Za miesiąc skończyłaby 99 lat. Odeszła w piątek.
Babcia mojego męża zawsze była zdrowa. Wszyscy podziwiali jej niesamowitą kondycję. W wieku 90 lat jeszcze pracowała w ogrodzie. Kręciła głową, kiedy ktoś użalał się nad sobą.
- Trzeba być silnym - powtarzała.- Użalanie się nad sobą do niczego nie prowadzi.
Z dala trzymała się od służby zdrowia i leków. Miała swoją filozofię życia.
Wstawała skoro świt, kładła się spać z kurami. Nie przejmowała się na zapas. Żyła teraźniejszością. Tego nauczyło ją życie.
Przeżyła wojnę. Wywieziono ją na roboty do Niemiec. Dwa i pół roku...
Wróciła.
Zatrzasnęła furtkę tamtych wspomnień i zaczęła żyć od nowa. Niektórzy dziwili się,że nigdy nie opowiadała o tamtym okresie. Chcieli czegoś się dowiedzieć, ale ona nie wracała do tamtych chwil.
Chciała zapomnieć i wydawało się,że zapomniała. Wydawało się, bo...
10 lat temu wybrała mnie na słuchacza ( cała rodzina zastanawiała się, dlaczego ja dostąpiłam takiego zaszczytu, w końcu byłam dla niej tylko żoną wnuka) i opowiedziała wszystko ze szczegółami. Siedziałyśmy obie na ławeczce. Ona opowiadała, a ja słuchałam i płakałam. Nie prosiła o dyskrecję, bo wiedziała, że i tak nie będę w stanie przekazać tego dalej.
Mój Boże!.... Nie byłam w stanie.
- Nie ma, co martwić się o jutro, jeśli nie wiemy, czy do wieczora przeżyjemy - mawiała.
Niby nie interesowało ją jutro , ale...
Była bardzo oszczędna, aż nawet za przesadnie. Niektóre sytuacje wywoływały uśmiech, a niektóre anegdoty na stałe zapisały się w historii rodziny.
Pamiętam ją z jednego wiejskiego wesela. Była wtedy już dobrze po siedemdziesiątce. Tańcowała całą noc. Obertasy, mazury... Podziwiałam ją. Była przy tym skarbnicą przyśpiewek ludowych. Niesamowita.
Dwa lata temu skarżyła się, że jest już zmęczona życiem. Potem zaczęła się demencja starcza. Najgorsze były noce. Zrywała się przestraszona i w pośpiechu zaczynała pakować rzeczy do tobołka zrobionego ze starej narzuty. Potem chciała uciekać do lasu. Raz nawet jej się udało. Rano niczego nie pamiętała. Widząc nieporządek w swoim pokoju, podejrzewała,że ktoś przyszedł ją okraść.
Hm... Lata wojny, strachu wróciły. Zepchnięte nigdyś głęboko do podświadomości , w końcu znalazły ujście.
Liczyliśmy,że za rok wyprawimy jej setne urodziny. Rozpoczęliśmy nawet przygotowania. Cóż... nie doczekała dziewiędziesiątych dziewiątych. Odeszła.

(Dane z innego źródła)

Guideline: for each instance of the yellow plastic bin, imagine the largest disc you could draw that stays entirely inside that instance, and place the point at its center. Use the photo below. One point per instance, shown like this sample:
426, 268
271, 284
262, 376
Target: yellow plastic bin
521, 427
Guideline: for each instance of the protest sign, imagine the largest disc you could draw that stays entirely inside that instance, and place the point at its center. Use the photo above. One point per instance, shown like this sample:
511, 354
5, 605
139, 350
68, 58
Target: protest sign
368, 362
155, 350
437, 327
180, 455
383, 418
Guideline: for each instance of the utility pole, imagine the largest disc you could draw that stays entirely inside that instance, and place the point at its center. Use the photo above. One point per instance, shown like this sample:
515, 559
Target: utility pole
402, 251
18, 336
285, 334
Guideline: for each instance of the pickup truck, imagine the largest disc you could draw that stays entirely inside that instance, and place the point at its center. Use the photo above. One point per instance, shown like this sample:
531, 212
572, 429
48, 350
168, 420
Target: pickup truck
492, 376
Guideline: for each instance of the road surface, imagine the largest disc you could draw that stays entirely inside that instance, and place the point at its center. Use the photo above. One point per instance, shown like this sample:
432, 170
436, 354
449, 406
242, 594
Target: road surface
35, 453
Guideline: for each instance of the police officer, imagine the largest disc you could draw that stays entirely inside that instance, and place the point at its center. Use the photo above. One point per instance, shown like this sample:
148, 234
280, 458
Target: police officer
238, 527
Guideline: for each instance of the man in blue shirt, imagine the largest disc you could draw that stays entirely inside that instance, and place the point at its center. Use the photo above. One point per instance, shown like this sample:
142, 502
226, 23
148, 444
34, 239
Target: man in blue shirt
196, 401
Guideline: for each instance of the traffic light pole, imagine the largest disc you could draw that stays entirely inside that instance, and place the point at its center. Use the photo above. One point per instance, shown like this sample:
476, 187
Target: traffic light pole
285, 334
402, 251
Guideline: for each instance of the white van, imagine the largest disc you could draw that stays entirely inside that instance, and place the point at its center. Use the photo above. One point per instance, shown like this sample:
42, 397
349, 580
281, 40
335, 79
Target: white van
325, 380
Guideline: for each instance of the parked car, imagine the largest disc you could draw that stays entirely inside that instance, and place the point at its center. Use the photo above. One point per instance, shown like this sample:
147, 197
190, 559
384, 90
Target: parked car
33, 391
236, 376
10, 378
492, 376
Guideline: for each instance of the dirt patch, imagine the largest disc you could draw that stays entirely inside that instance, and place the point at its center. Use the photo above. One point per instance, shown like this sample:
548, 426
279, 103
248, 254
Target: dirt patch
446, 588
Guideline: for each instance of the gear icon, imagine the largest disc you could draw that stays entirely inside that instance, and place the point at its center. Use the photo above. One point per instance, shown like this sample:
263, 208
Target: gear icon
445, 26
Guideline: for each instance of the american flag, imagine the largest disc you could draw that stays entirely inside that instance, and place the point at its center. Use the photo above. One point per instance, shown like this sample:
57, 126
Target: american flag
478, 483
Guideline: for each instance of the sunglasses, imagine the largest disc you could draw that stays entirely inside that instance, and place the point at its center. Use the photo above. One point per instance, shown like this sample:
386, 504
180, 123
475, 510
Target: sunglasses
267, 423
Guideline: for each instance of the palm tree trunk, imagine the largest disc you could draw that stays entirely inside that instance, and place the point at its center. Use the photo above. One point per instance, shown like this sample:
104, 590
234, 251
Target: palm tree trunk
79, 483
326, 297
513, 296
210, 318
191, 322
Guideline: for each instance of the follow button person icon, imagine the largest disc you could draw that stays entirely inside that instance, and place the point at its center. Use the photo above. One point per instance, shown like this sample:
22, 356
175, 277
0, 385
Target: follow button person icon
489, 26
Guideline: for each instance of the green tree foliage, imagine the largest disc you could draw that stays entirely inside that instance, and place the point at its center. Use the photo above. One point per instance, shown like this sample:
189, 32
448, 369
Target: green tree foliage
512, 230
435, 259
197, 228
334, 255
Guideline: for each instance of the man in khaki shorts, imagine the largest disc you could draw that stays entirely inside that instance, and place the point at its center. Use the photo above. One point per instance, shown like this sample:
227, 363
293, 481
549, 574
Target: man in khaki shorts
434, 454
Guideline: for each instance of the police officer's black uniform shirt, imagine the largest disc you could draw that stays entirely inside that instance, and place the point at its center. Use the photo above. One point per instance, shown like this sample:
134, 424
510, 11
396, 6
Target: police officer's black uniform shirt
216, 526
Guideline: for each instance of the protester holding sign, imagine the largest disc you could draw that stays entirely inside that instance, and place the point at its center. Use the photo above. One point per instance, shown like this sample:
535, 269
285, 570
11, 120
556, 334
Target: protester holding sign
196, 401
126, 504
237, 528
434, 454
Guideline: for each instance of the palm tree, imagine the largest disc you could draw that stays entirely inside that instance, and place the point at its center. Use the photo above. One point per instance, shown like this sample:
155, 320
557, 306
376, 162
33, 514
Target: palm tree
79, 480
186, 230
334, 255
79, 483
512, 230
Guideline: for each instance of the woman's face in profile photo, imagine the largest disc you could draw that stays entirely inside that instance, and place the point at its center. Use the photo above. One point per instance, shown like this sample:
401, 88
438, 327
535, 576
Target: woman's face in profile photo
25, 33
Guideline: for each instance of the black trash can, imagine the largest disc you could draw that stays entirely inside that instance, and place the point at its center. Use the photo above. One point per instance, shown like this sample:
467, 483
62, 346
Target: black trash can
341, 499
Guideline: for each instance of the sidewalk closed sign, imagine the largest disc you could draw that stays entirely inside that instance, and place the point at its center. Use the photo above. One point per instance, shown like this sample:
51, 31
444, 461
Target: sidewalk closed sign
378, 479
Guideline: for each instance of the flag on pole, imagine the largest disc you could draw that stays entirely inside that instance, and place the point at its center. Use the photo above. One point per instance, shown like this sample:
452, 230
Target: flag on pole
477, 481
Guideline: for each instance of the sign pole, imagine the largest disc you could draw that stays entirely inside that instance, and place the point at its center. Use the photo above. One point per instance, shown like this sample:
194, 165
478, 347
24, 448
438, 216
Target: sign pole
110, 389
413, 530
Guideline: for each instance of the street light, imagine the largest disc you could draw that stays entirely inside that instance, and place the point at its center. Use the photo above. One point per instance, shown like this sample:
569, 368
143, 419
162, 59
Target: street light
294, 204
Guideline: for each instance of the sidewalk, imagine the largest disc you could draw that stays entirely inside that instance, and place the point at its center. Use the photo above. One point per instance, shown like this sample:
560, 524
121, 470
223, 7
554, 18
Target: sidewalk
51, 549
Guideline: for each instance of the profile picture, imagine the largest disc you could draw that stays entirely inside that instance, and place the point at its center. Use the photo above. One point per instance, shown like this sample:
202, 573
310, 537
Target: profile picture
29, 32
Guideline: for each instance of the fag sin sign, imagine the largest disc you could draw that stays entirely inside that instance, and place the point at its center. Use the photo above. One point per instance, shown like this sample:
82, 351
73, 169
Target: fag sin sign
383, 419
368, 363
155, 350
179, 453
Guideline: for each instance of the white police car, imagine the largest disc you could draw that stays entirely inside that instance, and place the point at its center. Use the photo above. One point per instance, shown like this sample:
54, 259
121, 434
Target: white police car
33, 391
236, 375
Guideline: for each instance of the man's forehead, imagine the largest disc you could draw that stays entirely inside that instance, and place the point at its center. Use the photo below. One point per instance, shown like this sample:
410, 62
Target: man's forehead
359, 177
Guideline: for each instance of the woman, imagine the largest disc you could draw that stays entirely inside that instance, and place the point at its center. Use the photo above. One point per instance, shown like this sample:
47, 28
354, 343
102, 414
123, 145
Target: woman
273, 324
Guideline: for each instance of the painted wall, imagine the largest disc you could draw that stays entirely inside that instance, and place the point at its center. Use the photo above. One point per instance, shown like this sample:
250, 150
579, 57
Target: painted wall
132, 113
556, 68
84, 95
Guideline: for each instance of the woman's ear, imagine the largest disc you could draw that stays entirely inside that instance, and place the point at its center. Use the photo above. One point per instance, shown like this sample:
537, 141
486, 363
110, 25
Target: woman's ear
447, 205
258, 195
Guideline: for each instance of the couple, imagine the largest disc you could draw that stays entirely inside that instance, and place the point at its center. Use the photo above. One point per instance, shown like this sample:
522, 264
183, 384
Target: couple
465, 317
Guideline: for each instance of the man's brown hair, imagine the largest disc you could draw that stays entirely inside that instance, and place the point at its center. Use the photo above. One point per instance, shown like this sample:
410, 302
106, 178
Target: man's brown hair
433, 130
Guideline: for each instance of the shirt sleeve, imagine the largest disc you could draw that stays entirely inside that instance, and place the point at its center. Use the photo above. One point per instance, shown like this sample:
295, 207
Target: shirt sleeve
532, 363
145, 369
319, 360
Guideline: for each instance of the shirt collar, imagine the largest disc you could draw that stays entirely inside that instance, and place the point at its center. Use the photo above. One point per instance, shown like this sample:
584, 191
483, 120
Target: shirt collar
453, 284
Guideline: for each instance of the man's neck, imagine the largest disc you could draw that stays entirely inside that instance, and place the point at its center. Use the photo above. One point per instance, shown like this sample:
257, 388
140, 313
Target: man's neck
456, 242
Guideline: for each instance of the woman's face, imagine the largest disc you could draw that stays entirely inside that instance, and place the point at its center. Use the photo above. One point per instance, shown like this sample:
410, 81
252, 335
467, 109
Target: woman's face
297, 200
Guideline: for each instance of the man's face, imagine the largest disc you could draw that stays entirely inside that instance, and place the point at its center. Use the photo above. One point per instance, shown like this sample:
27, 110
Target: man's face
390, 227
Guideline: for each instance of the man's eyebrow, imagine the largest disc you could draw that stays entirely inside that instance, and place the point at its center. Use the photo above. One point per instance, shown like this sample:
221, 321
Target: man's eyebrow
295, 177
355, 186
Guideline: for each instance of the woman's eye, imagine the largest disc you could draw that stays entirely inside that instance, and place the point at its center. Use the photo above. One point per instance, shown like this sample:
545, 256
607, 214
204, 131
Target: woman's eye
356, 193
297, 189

Wieczny odpoczynek Babciu.
Wieczny odpoczynek ...
OdpowiedzUsuńPięknie o niej napisałaś...
W tak długim życiu wiele ją spotkało.
Było to pewnie i dobre i złe...
Tak... ona nigdy się nie skarżyła. Przyjmowała życie takim, jekim było. "Ot - pisane mi to widać" - mawiała.
UsuńBARDZO SMUTNY POST ... nie tak dawno pisałam o siostrze mojej babci , też ma prawie sto lat. Chociaż mieszka na drugim końcu Polski codziennie w słuchawce słyszę Jej głos. Nie chcemy uronić ani dnia, w któtym można z Ciocią Lilą porozmawiać
OdpowiedzUsuń-------------------
Miałam uroczyści i z żartem to zrobić ale, żarty odkładam w kąt i całkiem serio zapraszam do siebie po Order. Tyle mnie życzliwości ostatnio spotkał, że chcę PODZIĘKOWAĆ
Malinko, ślicznie dziękuję.
UsuńCIESZĘ SIĘ, ŻE PRZYPIĘŁAŚ :-)))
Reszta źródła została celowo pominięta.